Totola Fortified City

The city of Totol, now named Tall alBeia, was founded north east of ancient Raqqa, at the confluence of the Euphrates-Balikh Rivers, among green fields, on a 600-700m high hill.

The hill attracted the attention of many people who started excavating clandestinely anticipating finding important treasures, actions which affected the features and landmarks of the hill.

Many travelers, scientists, and foreigners visited the hill at the beginning of the past century, wrote about in their memoirs and researchers.


German archaeologists excavated the hill before World War II and found remains of royal palaces, described the wall of the site which they believed was the wall of an important city in ancient ages.

No body doubted this belief because the hill really has an important fortified city at the confluence of two rivers, which both were maritime commercial routes.

In 1962 the famous Belgian linguist, specialist of interpreting the boards of Mari (Tall alHariri) on the central Euphrates visited the site of tall alBeia, recorded his impressions about its remains, and through comparisons with the documents of Mari and its royal archives, he found indicators of the existence of a city named Totol and it takes its water from the Balikh River.

At the same time he understood that it is on the bank of the Euphrates, and became convinced that this city is the present Tall alBeia. From Mari's Archives and royal correspondences he could recognize the name of its king «Bakhlo Kolim» who used to communicate with Mari's King Yakhdon Lim.

There are evidences indicating that Totol once was conquered by Yakhdon Lim who, then, took the title of «King of Mari, Totol and the Land of Hanna». Correspondences found in the huge archives of Mari, which combined more than 20 000 Cuneiform tablets in the second millennium BC, that Totol was an important city in the kingdom of Mari during the following periods.

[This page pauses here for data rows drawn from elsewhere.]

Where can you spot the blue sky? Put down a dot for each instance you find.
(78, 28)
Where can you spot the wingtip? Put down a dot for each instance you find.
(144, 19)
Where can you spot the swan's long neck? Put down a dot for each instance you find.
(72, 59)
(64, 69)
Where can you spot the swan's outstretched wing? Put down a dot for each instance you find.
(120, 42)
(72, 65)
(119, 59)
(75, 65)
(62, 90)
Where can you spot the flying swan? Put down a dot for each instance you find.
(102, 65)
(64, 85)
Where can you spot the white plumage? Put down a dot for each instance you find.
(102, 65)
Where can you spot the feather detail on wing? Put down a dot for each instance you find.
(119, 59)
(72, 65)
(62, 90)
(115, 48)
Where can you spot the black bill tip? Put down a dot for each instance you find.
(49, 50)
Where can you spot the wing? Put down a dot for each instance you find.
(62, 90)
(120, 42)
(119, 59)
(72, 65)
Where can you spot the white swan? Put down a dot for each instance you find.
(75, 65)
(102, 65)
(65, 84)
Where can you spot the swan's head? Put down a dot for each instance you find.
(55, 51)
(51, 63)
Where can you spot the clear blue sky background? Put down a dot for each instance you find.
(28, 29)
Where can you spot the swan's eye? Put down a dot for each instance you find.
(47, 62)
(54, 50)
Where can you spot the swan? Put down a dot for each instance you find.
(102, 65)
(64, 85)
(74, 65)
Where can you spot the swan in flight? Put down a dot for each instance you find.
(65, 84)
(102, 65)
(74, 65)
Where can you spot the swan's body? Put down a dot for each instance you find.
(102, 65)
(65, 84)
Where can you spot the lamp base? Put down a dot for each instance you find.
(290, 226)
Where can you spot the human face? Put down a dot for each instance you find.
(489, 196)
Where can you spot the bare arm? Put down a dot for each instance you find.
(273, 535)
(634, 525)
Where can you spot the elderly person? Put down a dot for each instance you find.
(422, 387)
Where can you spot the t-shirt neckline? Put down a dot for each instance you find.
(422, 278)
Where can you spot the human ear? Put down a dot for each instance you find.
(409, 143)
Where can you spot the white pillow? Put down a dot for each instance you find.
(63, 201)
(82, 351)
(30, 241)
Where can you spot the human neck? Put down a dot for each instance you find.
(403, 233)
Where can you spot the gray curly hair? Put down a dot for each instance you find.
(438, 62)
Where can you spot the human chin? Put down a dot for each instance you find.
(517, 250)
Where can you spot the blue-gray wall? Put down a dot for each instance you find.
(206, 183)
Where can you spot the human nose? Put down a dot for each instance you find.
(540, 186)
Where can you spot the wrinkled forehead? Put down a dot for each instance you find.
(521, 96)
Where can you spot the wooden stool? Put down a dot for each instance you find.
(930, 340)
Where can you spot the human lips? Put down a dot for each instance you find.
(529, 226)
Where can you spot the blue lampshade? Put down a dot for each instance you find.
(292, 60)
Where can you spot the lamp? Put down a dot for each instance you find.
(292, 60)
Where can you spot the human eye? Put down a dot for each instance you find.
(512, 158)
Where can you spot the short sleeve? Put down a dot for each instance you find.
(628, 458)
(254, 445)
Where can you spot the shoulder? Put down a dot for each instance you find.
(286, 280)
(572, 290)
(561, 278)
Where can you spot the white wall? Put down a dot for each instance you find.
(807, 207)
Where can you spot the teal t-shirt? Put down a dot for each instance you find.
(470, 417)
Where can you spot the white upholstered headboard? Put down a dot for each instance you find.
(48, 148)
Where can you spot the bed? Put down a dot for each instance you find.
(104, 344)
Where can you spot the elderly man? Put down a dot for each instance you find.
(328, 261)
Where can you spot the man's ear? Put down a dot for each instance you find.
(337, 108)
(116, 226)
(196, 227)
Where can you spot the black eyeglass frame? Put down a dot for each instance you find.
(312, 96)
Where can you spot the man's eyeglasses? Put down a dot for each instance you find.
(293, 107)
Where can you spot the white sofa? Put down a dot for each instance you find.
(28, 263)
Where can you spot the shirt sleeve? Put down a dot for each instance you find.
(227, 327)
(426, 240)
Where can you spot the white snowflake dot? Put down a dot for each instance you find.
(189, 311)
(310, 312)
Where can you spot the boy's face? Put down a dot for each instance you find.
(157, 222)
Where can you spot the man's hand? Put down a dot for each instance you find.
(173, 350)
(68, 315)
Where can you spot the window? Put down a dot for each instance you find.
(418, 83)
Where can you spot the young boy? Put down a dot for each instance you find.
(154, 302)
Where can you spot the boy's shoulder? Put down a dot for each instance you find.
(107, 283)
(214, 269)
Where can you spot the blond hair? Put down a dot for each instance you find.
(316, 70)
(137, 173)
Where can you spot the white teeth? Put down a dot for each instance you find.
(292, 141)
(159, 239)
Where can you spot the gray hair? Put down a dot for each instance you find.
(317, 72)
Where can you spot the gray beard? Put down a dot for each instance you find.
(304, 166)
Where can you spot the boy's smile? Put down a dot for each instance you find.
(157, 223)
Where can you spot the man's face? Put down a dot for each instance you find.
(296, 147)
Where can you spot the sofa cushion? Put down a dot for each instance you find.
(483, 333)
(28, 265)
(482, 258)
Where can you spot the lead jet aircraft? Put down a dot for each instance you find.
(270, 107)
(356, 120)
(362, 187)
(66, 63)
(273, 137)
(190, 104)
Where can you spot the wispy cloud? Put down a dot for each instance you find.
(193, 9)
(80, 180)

One letter from King Zimri Lim time says that there was a state of enmity and resistance in Totol led by a person named Yashoop Dagan when Lansoom was governor of Totol and the neighboring Zalba, now called «Hammam alTurkman», near the town of Slouq, 70km north of alRaqqa.

Writer of this essay had the honor to escort the famous Austrian archaeologists Van Lone in 1981 in an excavating mission.

It seems that Totol was of a moderate weather which attracted King Zimri Lim, king of Mari who ruled it for a short period to reside in it, before it was occupied by the Assyrians in different epochs as the ruins of the city prove, especially the numerous palaces and defensive walls.

Written texts and correspondences prove that Totol was an important commercial center. One text says that King of Qarqamish, now Jarablus, delivered thirty ewes and fifty vats of wine to the king f Mari but were seized in Totol until custom taxes were paid.

Excavations executed by the German expedition headed by the scientist Eva Strominger revealed many ruins which prove the historical importance of Totol, particularly the huge wall which extended to the River Balikh in the east and the Euphrates in the south.

There might have been a channel connecting the Balikh with the Euphrates in the section looking at the two rivers. The wall was probably cut in the north eastern part by the Balikh when it ran beside the hill.

Now both the Balikh and the Euphrates are 2-3 km far from Tall alBeia, while the basin of the river changed into fertile fields. The triangular shape of the Tall reminds us now of the city of Ashure (Assyria) on the Tigris in Iraq, which was capital of largest state in ancient Orient.

It is already known that the Euphrates was an important mercantile route in the third and second millennium BC used by ships carrying goods from Anatolia to the Arabian Gulf.

On both banks there were many trade stations and cities where goods and raw materials like copper, timber and sheep were exchanged. The Balikh was a tributary route to the Euphrates, and Totol was at the confluence of the two rivers, and this is the reason behind the triangular shape of the hill, and behind its commercial importance to the maritime trade between the Levant, Mesopotamia, the Mediterranean and Anatolia. Therefore many items and handicrafts from distant countries were found in it. There are also evidences of the existence of an advanced industry of sail boats, where in the tablets of Totol there was a text saying that «Sekia», a sail boat manufacturer, contracted for selling 60 boats.

As from 1980s systematic excavations started in the Tall, important studies about it were published and many exhibitions were held in German cities to present the latest archeological finds which proved that Tall alBeia has many levels; one of them is under the wall, the other is in the center and the third is in the western side.

Finds of the hill belong to the ancient Babylonian age. Remains of residential areas were also found with fire places, collections of tablets belonging to the third and second millenniums BC, in addition to various items like ear rings, pearls, golden jewelry, Onyx as well as a Roman cemetery.

It is clear now that the city had streets and lanes of different widths and spacious and comfortable houses with rest rooms, furnaces, and beautiful clay and ceramic items, indications of the luxurious life the city enjoyed in the past.